British multinationals that operate in countries that lack basic human rights give around 70% more money to charity than firms that do not have a presence in such politically controversial nations, a new study has revealed.
The findings are reported in the Journal of Management Studies. In ‘Corporate charitable giving, multinational companies and countries of concern’, Stephen Pavelin, Stephen J. Brammer, and Lynda A. Porter report that a corporate presence in one or more countries in which political rights and civil liberties are curtailed pushed up the average level of a company’s donations from £1.148m to £1.977m.
The study looked at the charitable donations of 305 UK plcs, comprising around half of FTSE All-Share Index companies.
The researchers suggest that this increased philanthropy could be seen as an attempt to “offset” negative connotations related to the companies’ operations in controversial countries such as China, Burma, Sudan and the Democratic Republic of Congo.
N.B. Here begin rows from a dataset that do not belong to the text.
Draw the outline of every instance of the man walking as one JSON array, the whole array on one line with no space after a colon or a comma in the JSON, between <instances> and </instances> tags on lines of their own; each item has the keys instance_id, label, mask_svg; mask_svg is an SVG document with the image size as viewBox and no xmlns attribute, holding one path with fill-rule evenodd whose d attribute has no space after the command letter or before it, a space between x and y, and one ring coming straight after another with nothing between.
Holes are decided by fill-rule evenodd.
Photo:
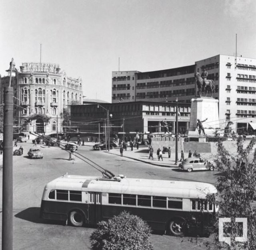
<instances>
[{"instance_id":1,"label":"man walking","mask_svg":"<svg viewBox=\"0 0 256 250\"><path fill-rule=\"evenodd\" d=\"M149 149L149 157L148 159L150 159L150 157L152 157L152 159L153 160L153 152L154 152L154 150L153 149L153 148L152 146L150 146L150 148Z\"/></svg>"},{"instance_id":2,"label":"man walking","mask_svg":"<svg viewBox=\"0 0 256 250\"><path fill-rule=\"evenodd\" d=\"M171 150L171 147L169 147L168 148L168 158L171 157L171 154L172 153L172 150Z\"/></svg>"},{"instance_id":3,"label":"man walking","mask_svg":"<svg viewBox=\"0 0 256 250\"><path fill-rule=\"evenodd\" d=\"M158 155L158 161L160 161L160 159L162 159L162 161L163 160L163 152L162 152L162 150L160 149L159 155Z\"/></svg>"}]
</instances>

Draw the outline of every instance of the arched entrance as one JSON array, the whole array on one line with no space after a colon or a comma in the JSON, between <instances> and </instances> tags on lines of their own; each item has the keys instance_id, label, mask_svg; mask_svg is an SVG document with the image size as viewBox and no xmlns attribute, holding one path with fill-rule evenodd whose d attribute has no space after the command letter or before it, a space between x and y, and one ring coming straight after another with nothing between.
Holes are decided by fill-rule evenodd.
<instances>
[{"instance_id":1,"label":"arched entrance","mask_svg":"<svg viewBox=\"0 0 256 250\"><path fill-rule=\"evenodd\" d=\"M36 121L36 132L38 133L44 132L44 126L42 119L39 118Z\"/></svg>"}]
</instances>

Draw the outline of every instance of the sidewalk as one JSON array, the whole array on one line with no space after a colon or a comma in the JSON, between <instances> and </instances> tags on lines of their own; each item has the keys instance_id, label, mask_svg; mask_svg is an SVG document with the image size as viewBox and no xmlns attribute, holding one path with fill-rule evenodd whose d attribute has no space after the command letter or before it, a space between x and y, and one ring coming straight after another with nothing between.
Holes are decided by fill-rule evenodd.
<instances>
[{"instance_id":1,"label":"sidewalk","mask_svg":"<svg viewBox=\"0 0 256 250\"><path fill-rule=\"evenodd\" d=\"M119 156L120 157L121 157L122 156L120 155L120 148L118 147L116 148L111 150L108 153L112 154ZM131 150L130 148L129 147L127 148L127 151L124 151L123 155L123 157L132 159L136 161L160 167L178 167L179 164L180 163L180 162L178 161L178 164L175 165L175 153L171 154L171 157L170 158L168 158L168 154L167 153L163 154L163 160L162 161L161 160L158 160L156 153L154 152L153 154L154 159L152 160L152 158L150 159L149 159L148 147L146 146L141 146L138 150L134 148L132 151Z\"/></svg>"}]
</instances>

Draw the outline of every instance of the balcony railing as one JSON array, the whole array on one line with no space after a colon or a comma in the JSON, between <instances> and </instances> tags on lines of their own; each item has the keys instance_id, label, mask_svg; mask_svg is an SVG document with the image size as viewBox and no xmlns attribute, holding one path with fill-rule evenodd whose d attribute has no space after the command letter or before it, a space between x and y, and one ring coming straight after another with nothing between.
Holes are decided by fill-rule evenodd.
<instances>
[{"instance_id":1,"label":"balcony railing","mask_svg":"<svg viewBox=\"0 0 256 250\"><path fill-rule=\"evenodd\" d=\"M57 107L58 106L58 102L51 102L51 107Z\"/></svg>"},{"instance_id":2,"label":"balcony railing","mask_svg":"<svg viewBox=\"0 0 256 250\"><path fill-rule=\"evenodd\" d=\"M35 106L44 106L44 102L36 102L35 103Z\"/></svg>"}]
</instances>

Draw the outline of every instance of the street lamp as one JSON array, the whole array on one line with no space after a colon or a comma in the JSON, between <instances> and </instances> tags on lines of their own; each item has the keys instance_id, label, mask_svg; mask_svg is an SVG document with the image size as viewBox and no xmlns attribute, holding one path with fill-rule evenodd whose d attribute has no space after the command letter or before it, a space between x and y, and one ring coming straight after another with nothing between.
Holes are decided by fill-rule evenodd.
<instances>
[{"instance_id":1,"label":"street lamp","mask_svg":"<svg viewBox=\"0 0 256 250\"><path fill-rule=\"evenodd\" d=\"M3 142L3 184L2 249L12 249L12 136L13 133L13 87L12 77L15 76L15 64L12 58L6 71L10 77L9 86L4 90L4 140Z\"/></svg>"},{"instance_id":2,"label":"street lamp","mask_svg":"<svg viewBox=\"0 0 256 250\"><path fill-rule=\"evenodd\" d=\"M104 108L103 106L102 106L100 104L98 104L97 105L97 108L98 108L100 107L101 107L103 109L104 109L105 110L106 110L107 111L107 125L106 125L106 127L107 127L107 128L106 129L106 130L107 130L106 134L108 135L108 151L109 151L109 149L110 148L110 135L109 135L109 134L110 134L110 133L109 133L109 110L108 109L106 108ZM105 130L106 130L106 124L105 124ZM106 133L105 132L105 134L106 134ZM107 142L106 141L106 148L107 148Z\"/></svg>"},{"instance_id":3,"label":"street lamp","mask_svg":"<svg viewBox=\"0 0 256 250\"><path fill-rule=\"evenodd\" d=\"M175 165L178 164L178 98L176 98L176 136L175 138Z\"/></svg>"}]
</instances>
The study drew information from the companies’ annual reports from 2002 and looked at presence in ‘countries of concern’, as defined by criteria established by the FTSE4Good Index – which aims to identify environmentally and socially responsible companies.
Unable to separate out corporate giving by country, the team could not determine whether the higher levels of charitable donations were directed towards projects in the UK or in the host countries themselves.
While political and civil rights issues were shown to stimulate charitable donations, the level of corruption in a country did not have a similar effect. “It appears that the salient feature of a country in this connection is a lack of political rights and/or civil liberties, rather than a presence of high levels of corruption,” said Dr Pavelin.